Q: Do you agree ministers need training in how to deal with civil contingencies?
Yes, says Hancock. He says he was in the process of setting up a scheme for training like that, with the Blavatnik School of Government at Oxford, when Covid struck. But Covid meant that had to stop.
Q: Do you think there should be a minister in sole charge of resilience, as Oliver Letwin recommended?
Yes, says Hancock. He says they would not necessarily have to be in cabinet. But they would need to have the ear of the PM.
He says the UK now has the UK Health Security Agency. He says the person in charge (currently Dame Jenny Harries) should wake up every morning worrying about the next pandemic.
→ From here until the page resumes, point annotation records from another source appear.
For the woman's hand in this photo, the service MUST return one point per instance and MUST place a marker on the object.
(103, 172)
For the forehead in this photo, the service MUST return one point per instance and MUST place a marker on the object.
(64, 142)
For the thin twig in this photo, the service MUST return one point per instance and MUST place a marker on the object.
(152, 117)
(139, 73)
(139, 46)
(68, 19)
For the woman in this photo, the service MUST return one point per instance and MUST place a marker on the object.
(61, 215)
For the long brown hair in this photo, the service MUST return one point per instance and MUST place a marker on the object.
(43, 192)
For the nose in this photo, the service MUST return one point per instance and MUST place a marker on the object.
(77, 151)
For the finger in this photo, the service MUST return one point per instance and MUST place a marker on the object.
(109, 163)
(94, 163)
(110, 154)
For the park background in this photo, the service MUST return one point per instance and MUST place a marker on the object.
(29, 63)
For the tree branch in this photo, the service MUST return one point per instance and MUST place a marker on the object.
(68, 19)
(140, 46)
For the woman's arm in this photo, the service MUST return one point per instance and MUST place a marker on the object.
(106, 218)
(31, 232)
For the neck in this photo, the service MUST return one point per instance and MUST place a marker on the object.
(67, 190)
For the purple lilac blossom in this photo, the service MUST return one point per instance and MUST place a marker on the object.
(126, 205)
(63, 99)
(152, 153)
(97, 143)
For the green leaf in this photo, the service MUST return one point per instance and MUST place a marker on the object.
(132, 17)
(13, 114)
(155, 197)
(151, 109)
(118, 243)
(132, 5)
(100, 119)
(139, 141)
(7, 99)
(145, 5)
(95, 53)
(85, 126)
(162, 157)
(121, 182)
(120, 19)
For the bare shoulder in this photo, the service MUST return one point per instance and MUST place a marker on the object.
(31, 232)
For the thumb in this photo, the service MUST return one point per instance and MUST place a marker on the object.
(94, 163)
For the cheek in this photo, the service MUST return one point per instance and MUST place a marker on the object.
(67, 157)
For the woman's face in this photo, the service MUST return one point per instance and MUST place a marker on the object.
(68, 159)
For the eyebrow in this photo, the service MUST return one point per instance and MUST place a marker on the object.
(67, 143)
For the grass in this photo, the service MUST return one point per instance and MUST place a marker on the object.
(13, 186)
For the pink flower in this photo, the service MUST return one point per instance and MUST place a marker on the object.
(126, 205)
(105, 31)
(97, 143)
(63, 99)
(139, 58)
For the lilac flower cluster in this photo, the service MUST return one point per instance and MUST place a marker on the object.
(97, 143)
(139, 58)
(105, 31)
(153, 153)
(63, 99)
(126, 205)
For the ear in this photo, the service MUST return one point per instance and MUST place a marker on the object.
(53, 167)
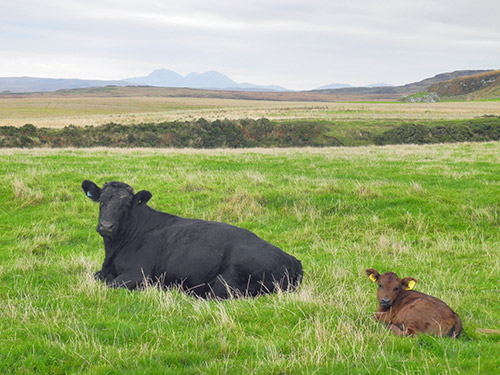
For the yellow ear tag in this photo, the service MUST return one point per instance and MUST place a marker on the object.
(411, 284)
We now, once again, have a body whose sole responsibility is preparing Britain to be resilient to health external health threats.
I want Jenny Harries and whoever’s in her job to wake up every morning worrying about the next pandemic and what needs to be put in place.
You can of course supplement that with better resilience training at the centre as well. But you mustn’t take away from the real burning accountability of the person in that job.
He says the UK spends ?53bn on defence. But the budget for UKHSA is just ?450m, even though more than 220,000 people died from Covid.
That is less than 1% of the defence budget, he says. He says spending so little on the body in charge of pandemic planning is “completely indefensible”.